Strange Angel said...

I will say she's terribly cute in that picture, but that wouldn't stop me from either trapping or chasing her AND her baby.
Is there no reasoning with the neighbor that's feeding them, explaining that while HE might not be getting bothered, it's YOUR yard that they're using as a freeway?

Paula said...

Honestly, no. My neighbor Larry had a cat and he couldn't get Dick to stop feeding her. He even confronted him on it once, and Dick said he'd stopped, and Larry asked him then what's that? pointing to a little pile of cat food at their feet and Dick said, oh that? that's just a snack.

I don't think Dick can help himself, but he's a menace, just the same.

Diana (Di) said...

Beer, raccoons and outdoor canning - now that is a trio on which to comment. I keep asking my husband to start making beer, but so far we have friends who make a lot of it and always want to share it with us. How can we refuse to partake of his wonderful Porter? Red wine or dark beer, red wine or dark beer... ;)

Paula, those raccoons are dangerous; your neighbors won't think they're so cute when one tears into them. And anytime I see them out in the daytime! is not a good sign. One came after my husband years ago to its demise.

Canning outside: great idea. We even fry fish outdoors.

Miriam said...

Glad to see you replaced your done-in overalls - no farmer should be without!

That's a great coop/tractor design. I can't see it in the picture, but it should have handles to make it easier to pick it up and move it. How do I know?
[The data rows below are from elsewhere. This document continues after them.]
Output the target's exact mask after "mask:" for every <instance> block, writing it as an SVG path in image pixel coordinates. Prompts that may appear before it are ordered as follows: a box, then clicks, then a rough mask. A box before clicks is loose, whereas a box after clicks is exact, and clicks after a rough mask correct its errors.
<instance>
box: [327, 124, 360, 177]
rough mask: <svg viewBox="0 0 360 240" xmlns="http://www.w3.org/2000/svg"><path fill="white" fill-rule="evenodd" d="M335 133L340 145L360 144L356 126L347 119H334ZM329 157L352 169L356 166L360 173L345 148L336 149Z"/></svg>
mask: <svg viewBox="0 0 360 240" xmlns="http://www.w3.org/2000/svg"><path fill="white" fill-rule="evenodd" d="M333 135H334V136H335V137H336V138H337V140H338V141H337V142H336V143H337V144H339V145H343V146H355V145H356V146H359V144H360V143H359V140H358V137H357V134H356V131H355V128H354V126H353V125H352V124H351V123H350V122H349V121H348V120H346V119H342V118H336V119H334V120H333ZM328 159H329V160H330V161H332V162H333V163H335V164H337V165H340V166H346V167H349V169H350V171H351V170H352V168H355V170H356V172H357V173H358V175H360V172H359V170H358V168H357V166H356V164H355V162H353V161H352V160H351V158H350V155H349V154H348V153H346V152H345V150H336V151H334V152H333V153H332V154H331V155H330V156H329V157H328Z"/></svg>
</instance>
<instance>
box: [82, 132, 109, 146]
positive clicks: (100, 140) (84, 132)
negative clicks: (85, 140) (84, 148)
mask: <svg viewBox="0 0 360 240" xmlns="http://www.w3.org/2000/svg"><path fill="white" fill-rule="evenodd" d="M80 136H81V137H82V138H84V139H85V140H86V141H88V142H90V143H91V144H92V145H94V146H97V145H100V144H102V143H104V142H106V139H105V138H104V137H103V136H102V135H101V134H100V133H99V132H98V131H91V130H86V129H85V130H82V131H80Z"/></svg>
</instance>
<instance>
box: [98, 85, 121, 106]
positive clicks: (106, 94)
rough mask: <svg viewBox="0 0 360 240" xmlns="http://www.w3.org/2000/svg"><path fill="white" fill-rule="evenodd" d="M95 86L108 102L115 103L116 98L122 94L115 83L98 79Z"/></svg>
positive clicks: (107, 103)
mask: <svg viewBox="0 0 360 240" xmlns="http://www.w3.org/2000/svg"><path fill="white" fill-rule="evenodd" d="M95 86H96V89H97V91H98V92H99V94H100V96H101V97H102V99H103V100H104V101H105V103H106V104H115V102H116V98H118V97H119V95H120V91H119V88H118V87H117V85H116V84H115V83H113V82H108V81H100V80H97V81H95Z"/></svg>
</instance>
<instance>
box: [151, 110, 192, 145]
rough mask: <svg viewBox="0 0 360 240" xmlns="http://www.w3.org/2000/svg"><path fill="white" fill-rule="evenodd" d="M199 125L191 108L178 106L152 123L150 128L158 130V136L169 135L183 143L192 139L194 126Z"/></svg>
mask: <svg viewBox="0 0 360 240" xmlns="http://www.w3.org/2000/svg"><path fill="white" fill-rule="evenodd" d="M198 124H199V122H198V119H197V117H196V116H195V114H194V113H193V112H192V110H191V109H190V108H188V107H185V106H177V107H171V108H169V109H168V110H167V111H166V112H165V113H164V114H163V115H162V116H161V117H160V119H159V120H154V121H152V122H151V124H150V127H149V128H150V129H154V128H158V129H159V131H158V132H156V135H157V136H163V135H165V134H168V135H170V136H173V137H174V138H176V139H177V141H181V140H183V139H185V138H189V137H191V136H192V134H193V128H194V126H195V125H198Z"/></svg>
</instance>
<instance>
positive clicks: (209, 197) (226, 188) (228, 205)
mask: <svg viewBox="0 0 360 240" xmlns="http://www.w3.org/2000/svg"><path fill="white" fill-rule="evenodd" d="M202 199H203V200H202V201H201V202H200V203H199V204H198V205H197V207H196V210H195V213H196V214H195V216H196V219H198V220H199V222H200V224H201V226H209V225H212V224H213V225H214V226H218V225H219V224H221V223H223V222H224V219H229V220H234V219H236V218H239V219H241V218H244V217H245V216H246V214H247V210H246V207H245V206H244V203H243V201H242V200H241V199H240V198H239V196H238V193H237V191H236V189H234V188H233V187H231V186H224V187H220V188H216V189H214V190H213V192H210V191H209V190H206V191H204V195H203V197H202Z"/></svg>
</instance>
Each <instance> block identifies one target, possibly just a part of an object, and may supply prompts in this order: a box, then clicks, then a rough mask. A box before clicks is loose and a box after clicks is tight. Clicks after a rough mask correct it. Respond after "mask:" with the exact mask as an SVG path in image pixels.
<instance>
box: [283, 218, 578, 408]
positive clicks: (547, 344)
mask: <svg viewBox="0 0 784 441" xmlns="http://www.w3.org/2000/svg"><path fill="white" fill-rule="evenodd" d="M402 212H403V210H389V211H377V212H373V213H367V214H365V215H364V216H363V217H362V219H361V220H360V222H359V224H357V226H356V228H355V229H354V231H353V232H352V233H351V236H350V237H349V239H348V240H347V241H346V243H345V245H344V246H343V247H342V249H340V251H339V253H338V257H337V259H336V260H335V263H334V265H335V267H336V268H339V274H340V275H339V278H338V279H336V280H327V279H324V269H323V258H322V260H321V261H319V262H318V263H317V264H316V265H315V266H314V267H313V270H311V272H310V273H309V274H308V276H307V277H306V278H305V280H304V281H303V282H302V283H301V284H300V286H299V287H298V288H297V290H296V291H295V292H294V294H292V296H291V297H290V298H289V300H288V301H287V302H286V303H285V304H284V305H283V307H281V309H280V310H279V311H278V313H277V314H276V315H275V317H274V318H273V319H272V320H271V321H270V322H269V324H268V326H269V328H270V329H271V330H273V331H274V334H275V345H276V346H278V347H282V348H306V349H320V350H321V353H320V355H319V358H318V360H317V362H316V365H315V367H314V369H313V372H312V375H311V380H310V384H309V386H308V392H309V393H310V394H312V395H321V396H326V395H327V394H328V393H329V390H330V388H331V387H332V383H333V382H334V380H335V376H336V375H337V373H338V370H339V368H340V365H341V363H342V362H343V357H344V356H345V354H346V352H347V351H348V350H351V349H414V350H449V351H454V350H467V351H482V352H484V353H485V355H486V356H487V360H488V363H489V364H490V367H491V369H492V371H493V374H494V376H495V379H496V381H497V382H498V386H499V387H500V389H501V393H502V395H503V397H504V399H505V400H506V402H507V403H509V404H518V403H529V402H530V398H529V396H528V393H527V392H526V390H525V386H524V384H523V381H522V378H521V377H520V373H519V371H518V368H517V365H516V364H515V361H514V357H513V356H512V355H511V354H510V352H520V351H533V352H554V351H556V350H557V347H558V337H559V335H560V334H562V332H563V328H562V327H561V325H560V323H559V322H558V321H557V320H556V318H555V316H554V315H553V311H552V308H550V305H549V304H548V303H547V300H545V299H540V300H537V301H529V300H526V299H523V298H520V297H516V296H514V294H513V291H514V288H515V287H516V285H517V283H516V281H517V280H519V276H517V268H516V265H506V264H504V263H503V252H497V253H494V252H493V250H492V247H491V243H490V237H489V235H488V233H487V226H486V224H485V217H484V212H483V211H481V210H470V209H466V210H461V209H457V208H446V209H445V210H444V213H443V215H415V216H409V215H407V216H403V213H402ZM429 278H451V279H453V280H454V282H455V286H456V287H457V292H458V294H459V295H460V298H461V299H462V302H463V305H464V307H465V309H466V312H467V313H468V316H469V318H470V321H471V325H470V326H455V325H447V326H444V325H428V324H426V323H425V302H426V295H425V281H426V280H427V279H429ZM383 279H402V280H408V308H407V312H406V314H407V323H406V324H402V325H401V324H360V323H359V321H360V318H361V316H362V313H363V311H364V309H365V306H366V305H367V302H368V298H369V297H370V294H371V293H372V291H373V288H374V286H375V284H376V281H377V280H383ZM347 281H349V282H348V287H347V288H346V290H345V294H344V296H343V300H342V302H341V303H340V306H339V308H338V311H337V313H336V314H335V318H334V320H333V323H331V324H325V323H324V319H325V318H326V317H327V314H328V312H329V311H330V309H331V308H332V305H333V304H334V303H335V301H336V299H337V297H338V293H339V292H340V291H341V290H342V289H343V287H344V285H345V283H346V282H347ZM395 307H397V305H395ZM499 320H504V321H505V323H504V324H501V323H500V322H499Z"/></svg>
Because ours doesn't, and it's a wee bit of a pain!

Tamar@StarvingofftheLand said...

That's a nice coop/tractor! You could probably build one for not much $. While you're at it, maybe make it a little bigger? The one in the picture looks like four hens might be a little crowded.
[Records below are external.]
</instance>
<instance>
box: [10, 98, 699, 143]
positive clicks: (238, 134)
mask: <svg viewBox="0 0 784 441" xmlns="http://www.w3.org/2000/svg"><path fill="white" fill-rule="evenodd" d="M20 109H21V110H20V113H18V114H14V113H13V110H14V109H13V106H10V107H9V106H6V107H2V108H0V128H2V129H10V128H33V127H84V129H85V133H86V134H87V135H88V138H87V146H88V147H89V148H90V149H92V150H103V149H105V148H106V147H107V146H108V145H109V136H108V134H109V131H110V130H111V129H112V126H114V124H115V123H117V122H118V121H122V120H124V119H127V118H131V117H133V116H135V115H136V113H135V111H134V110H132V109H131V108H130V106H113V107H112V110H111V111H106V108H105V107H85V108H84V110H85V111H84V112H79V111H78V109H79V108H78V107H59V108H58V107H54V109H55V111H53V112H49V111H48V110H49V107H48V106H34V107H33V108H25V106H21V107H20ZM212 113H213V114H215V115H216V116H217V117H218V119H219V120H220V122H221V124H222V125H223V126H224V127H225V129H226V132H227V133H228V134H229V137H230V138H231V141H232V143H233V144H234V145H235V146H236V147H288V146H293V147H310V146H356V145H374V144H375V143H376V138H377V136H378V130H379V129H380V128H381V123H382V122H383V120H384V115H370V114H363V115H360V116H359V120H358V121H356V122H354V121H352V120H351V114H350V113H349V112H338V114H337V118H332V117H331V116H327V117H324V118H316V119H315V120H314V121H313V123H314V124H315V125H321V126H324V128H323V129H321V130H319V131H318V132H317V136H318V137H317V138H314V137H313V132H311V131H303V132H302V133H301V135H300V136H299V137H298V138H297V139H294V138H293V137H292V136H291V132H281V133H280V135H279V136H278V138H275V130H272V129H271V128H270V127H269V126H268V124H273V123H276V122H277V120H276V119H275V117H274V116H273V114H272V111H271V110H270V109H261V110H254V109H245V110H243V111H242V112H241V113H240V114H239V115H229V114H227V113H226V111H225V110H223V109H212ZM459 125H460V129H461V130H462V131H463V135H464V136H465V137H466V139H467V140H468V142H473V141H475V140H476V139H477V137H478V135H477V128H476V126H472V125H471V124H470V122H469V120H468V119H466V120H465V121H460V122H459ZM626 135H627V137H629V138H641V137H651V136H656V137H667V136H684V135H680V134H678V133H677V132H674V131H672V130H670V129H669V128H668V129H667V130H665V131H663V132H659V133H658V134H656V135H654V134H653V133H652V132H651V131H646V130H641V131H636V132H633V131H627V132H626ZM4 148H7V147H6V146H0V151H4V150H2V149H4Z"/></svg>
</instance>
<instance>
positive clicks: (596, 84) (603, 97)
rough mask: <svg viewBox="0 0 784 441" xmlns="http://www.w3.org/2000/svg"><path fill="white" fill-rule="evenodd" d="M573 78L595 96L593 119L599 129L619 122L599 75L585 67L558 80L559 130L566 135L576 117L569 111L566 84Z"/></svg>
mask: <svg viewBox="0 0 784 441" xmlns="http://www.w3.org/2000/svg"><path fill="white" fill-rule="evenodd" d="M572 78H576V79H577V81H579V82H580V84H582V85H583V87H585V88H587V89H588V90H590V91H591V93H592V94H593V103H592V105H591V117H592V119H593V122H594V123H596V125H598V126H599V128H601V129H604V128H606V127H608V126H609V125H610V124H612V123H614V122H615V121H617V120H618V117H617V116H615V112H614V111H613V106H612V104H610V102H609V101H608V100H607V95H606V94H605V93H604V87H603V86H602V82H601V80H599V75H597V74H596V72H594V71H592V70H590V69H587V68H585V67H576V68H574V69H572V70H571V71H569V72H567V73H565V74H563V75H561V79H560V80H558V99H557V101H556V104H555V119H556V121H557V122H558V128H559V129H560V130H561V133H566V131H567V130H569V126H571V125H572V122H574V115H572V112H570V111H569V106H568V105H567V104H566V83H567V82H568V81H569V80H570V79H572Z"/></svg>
As for that raccoon, you just have to reconcile yourself to the fact that something can be a villainous varmint and also cute as hell.

Paula said...

If I give in to the idea of cute, I may not be able to lunge when I need to. I'm convincing myself that they are not cute. I just concentrate on how hard I've worked to grow food, and to let them near it would be something unconscionable to me.

But off the coon thing on to the coop thing for a minute- yeah, it's a great coop, but not perfect, as I'd mentioned. It does need to be a little bigger as I want five hens, which is the max number allowed here, and I want to be able to lock them in. This coop has an open bottom, and the door on the inside is not covered and locked, so my concern would be with burrowing animals. But- as designs go, it's pretty darn good! I also like the way it looks.

Jennifer Montero said...

I never think that there are regulations regarding the keeping of chickens. Is it only for residential zoning? Is there agricultural zoning for farms?

Are your 'coons protected or can you shoot them?

Paula said...

Any incorporated municipality can regulate whether or not you can keep chickens in your yard. The last place we lived, Beaverton, does not allow backyard chickens. Once you're outside the municipality then you can, of course.

Regarding agricultural zoning- there are farming communities out there in the sticks that have 'right to farm' laws on the books, because wealthy people buy a country property and then complain about the smell of cow poop, which I think is ridiculous and I feel for the farmers and country people that have need of passing right to farm ordinances.

Here in West Linn, chickens may be kept as pets, and not as livestock.